MEN DIE (183 pp.)—H. L. Humes—Random House ($3.50)

A talented young first novelist named H. L. (for Harold Louis) Humes last year produced an almost classic example of the ambitious book that tries to say too much. The Underground City (TIME, May 26, 1958) was at once a war novel, a treatise on right and wrong, an indictment of the human condition. Its 755 pages were too many and too tiring. Now, in less than one-quarter the wordage. Author Humes, 33, has produced a new book that gives off more significance than his first could even suggest.

Enigma with Cutlass. Just before World War II, the rock island of Manacle Shoal in the Caribbean is being tunneled to serve as an unsinkable ammunition ship. The labor force consists entirely of U.S. Negro enlisted men; directing them are three white officers. No one is under any illusion about the overhanging risk: a wrong move, a detonated shell, a rule-breaking smoke—and the whole lot of them could be blown up. Along with the danger come few compensations. For the Negroes, there is an occasional cockfight and beers on a nearby island; for the commander, who is sure that his dreary assignment is punishment for once having run a destroyer aground, there is endless compulsive reading, mixed with lone drinking bouts. Commander Hake is an Annapolis man, in many ways a first-rate officer, but an enigma and a terror to his men, who call him “Admiral God.” He is frightening at inspections, when he wears an ancient Navy cutlass.

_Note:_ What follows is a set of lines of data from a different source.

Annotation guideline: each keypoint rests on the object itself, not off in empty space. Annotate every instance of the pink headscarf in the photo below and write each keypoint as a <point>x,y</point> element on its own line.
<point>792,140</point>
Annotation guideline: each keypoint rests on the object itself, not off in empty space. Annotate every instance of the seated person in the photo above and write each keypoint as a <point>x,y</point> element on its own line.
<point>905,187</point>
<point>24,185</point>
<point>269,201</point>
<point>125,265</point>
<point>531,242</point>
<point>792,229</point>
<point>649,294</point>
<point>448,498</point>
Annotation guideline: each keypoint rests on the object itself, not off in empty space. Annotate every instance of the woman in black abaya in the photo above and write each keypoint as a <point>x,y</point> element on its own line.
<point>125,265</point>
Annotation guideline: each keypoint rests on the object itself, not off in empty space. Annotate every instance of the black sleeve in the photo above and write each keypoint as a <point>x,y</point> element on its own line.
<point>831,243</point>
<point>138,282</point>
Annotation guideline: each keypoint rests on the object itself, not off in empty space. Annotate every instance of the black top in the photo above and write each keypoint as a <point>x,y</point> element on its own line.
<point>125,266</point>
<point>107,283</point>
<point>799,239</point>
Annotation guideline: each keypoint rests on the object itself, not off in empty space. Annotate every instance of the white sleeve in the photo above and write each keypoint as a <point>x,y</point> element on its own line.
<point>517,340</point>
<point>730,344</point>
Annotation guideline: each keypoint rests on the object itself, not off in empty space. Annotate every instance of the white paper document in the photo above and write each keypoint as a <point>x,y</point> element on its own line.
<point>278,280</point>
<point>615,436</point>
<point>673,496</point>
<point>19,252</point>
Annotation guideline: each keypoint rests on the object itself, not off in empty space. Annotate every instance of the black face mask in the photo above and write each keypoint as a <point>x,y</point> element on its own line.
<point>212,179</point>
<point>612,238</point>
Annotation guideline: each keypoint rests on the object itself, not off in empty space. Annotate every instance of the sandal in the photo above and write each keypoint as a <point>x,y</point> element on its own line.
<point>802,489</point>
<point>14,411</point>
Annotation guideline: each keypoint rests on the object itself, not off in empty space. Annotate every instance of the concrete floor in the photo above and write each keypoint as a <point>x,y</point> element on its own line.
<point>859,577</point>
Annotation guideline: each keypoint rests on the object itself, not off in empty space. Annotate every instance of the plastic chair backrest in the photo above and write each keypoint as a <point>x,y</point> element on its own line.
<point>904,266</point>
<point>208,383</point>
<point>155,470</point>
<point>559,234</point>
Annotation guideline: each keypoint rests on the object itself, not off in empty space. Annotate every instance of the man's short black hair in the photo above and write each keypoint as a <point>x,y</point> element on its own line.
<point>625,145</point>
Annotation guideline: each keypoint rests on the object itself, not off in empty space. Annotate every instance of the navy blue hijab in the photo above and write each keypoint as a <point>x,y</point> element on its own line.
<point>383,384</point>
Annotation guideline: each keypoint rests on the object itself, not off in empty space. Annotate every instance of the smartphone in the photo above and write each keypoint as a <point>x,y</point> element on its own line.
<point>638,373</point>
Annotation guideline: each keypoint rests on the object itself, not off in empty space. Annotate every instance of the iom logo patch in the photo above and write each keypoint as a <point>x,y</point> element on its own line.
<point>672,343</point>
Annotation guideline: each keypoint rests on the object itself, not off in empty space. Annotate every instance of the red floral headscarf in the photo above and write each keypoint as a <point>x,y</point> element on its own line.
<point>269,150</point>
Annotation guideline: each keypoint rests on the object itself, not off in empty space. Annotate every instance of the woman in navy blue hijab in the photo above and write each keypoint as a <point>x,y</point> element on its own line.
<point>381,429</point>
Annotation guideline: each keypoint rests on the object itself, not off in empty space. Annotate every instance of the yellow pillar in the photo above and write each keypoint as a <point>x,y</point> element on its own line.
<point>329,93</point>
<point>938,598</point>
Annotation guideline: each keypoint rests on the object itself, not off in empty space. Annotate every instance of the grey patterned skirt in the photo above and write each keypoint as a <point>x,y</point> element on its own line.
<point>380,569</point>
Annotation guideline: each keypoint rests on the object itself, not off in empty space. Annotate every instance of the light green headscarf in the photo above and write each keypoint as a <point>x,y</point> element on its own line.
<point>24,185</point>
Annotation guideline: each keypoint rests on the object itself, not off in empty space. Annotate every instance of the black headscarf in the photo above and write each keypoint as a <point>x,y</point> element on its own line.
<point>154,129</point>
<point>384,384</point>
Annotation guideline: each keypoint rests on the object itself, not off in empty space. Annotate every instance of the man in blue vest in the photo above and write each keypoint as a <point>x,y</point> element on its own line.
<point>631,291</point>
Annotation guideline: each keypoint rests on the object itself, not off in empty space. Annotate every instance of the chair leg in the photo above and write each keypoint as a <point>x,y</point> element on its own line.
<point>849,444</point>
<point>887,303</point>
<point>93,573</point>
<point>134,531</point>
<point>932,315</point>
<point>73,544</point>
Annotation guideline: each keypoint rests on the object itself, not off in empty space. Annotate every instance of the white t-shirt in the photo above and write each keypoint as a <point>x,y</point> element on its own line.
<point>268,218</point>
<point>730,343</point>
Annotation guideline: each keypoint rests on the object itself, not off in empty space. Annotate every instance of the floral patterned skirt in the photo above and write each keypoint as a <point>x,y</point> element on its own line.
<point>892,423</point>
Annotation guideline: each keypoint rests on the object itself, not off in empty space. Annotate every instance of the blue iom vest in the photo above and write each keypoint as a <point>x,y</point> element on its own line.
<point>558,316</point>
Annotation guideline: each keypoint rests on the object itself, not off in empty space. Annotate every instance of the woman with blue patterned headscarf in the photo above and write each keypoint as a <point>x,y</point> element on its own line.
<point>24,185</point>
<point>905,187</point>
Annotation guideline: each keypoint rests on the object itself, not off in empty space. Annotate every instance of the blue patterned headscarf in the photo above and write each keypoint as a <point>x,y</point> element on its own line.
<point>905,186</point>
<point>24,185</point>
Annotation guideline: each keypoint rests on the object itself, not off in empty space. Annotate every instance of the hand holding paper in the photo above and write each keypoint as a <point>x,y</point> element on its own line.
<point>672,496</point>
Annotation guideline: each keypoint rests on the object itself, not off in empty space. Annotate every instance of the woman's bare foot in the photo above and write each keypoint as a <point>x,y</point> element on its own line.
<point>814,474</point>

His sole link with the outside world is the erotic letters he gets from a beautiful wife. His overriding passion is to get his island job done at whatever risk or human cost—and he regards his men as scarcely human, for he hates Negroes.

For Hake’s second in command, Lieut. Dolfus, and Lieut. Sulgrave, the commander’s young aide, life on the island is a combination of boredom and premonition of disaster. The disaster is not long in coming; half a dozen enlisted men and Sulgrave are the only survivors. It is then that the Negroes get a grisly, ironic revenge on the commander. Looking for his body, they find only the head and shoulders. Into the improvised coffin go arms and legs, black and white, sufficient to provide a corpse for the military funeral Commander Hake is to get back in the States.

Love with Torture. Author Humes has devised a story that goes well beyond the tensions and the holocaust on the island. At the funeral, young Sulgrave meets the commander’s wife, and there begins a tortured, driving love affair that is not only credible but deeply revealing. Through it the reader and Sulgrave begin to see what made the commander and Lieut. Dolfus the inscrutable men they seemed on the island. Theirs had been a common past, itself a prelude to ultimate unhappiness.

Author Humes does his work in flashbacks, not the smooth ones of a Marquand, but brusque revelations carved out like sections of a monument to doom. Unfortunately, he also chooses to interpolate interior monologues, which prove only that he has not read James Joyce well enough. But these form a minor irritant compared to the book’s merits —clean writing, crisp description, and a surprisingly accurate sense of the bitter relationships, mostly unspoken, between the enlisted Negroes and their commander. Author Humes is no optimist. Every page of Men Die implies an underlying sense of doom for mankind; yet every page is also immensely readable.